77 NC counties and 1 VA county are under alert, including Wake, Cumberland, Durham, Johnston, and Orange counties. Details
Published: 2008-01-15 07:47:00
Updated: 2008-01-16 01:07:11
Posted January 15, 2008
Updated January 16, 2008
Raleigh, N.C. — The Triangle could see a wintry mix Thursday morning before up to a half-an-inch of rain falls in the afternoon, WRAL meteorologists predicted. Temperatures will wither when an Arctic blast blows in this weekend.
"Areas like Roxboro and Burlington could see a couple of inches (of snow), but here in the Triangle, it will be rain, sleet and snow, with temperatures just above freezing – a very little problem," WRAL Chief Meteorologist Greg Fishel said. "Then, for everybody, (it'll be) turning to rain."
Moisture moving north from the Gulf of Mexico into Texas and Louisiana on Tuesday was expected to track into North Carolina by Thursday morning. Along the way, colder temperatures will turn the rain into frozen precipitation that will fall on Georgia, South Carolina and western North Carolina.
"This is where the next trouble is coming from," WRAL Chief Meteorologist Greg Fishel said.
The National Weather Service had issued winter-weather watches for 31 counties by Tuesday night. The watches extended from late Wednesday night through Thursday afternoon.
Alamance and Person counties were among those under a winter weather watch.
"Here in the Triangle area, my gut tells me this isn't going to be a big deal," Fishel said. "The warming aloft is going to be so rapid."
Areas north and west of the Triangle will likely see winter weather on Thursday morning. The cut-off line for wintry precipitation will likely be just north of the Triangle, cutting through Oxford and northern Durham and Orange counties.
North of the line, it "may be snowing and even accumulating," with Raleigh getting "a mixed bag briefly," Fishel said. Any wintry precipitation that falls in the Triangle, though, is not expected to create any accumulations.
Slight variations could easily change that situation, WRAL's Elizabeth Gardner noted.
"The Triangle area could be right on the border," Gardner said. "If it moves slightly eastward, we could see more impact on the morning commute. If it moves slightly west, very few people in our viewing area could see wintry precipitation."
Thursday morning's ride to work could get "tricky" throughout the Triangle, Gardner said.
"With the precipitation arriving around or just before the morning rush hour, this storm has the potential for a significant impact during the morning commute," the NWS advised in its statement for counties further west. "In addition, this storm is the first notable winter storm of the season, and it has been some time since many residents have traveled in wintry weather."
Only rain, though – not a wintry mix – will be coming down for the evening commute Thursday, meaning the Triangle could get a good soaking from the storm. Up to 0.5 inches of rain could fall in the afternoon, WRAL Meteorologist Mike Maze predicted.
The storm system will pull out through the evening, leaving mostly cloudy skies by 8 p.m.
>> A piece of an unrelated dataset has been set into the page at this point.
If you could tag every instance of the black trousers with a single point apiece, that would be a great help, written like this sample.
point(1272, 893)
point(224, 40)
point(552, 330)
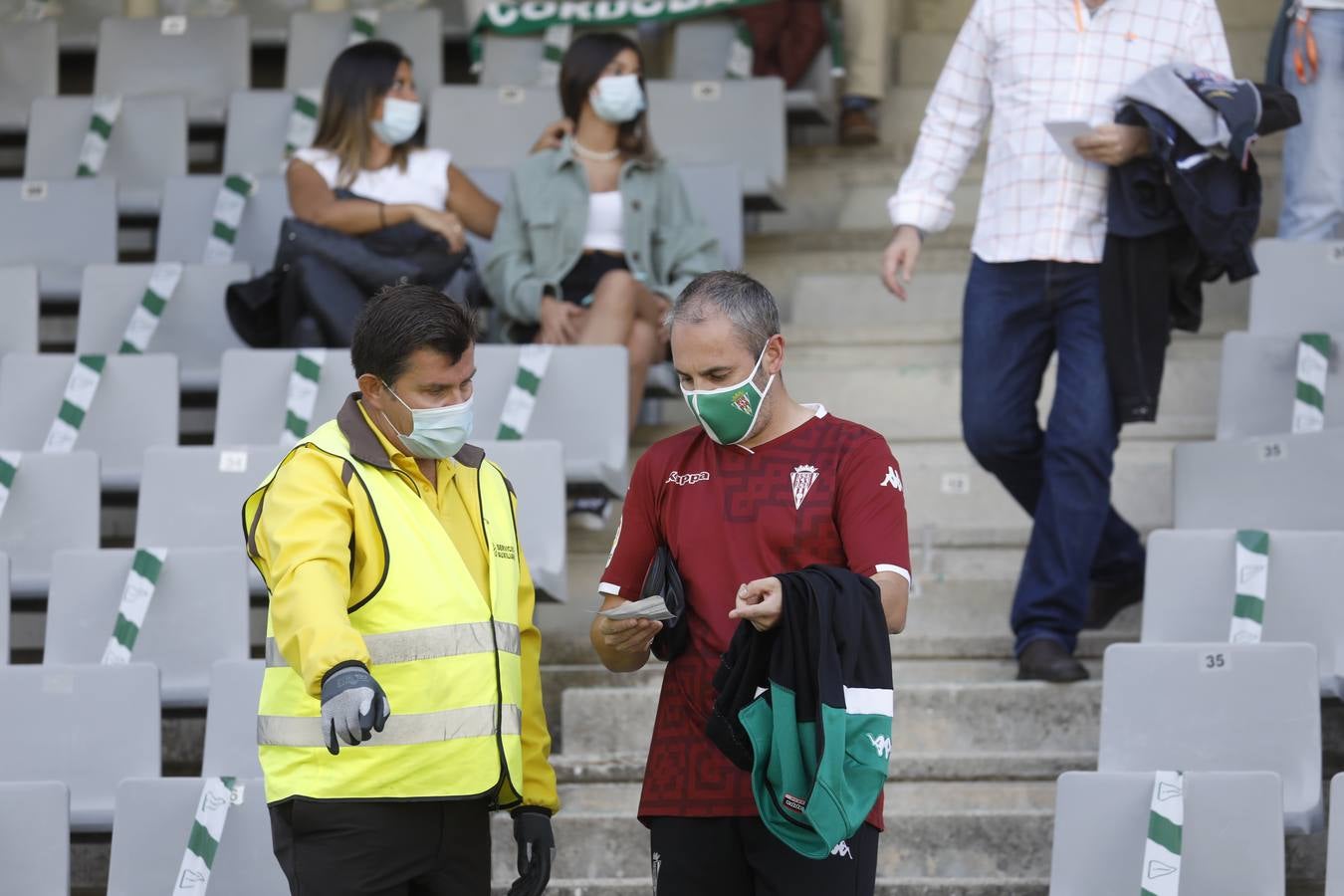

“It’s going to be one of those cold rains,” Gardner said. "Hopefully, we'll get a good dose of rain out of this. Right now, that's what it looks like will happen."
Residents should bundle up this week as cold temperatures and breezy conditions persist into the weekend. On Thursday, temperatures were not predicted to get above 39 degrees.
Temperatures will drop into the low 20s on Tuesday night, and the lows will stay in the low 30s through Friday night. Then, an Arctic blast will blow in, bringing temperatures down to a low of 16 degrees on Saturday night.
"We might even have trouble getting above freezing on Sunday," Fishel said. "And that doesn't happen often in North Carolina."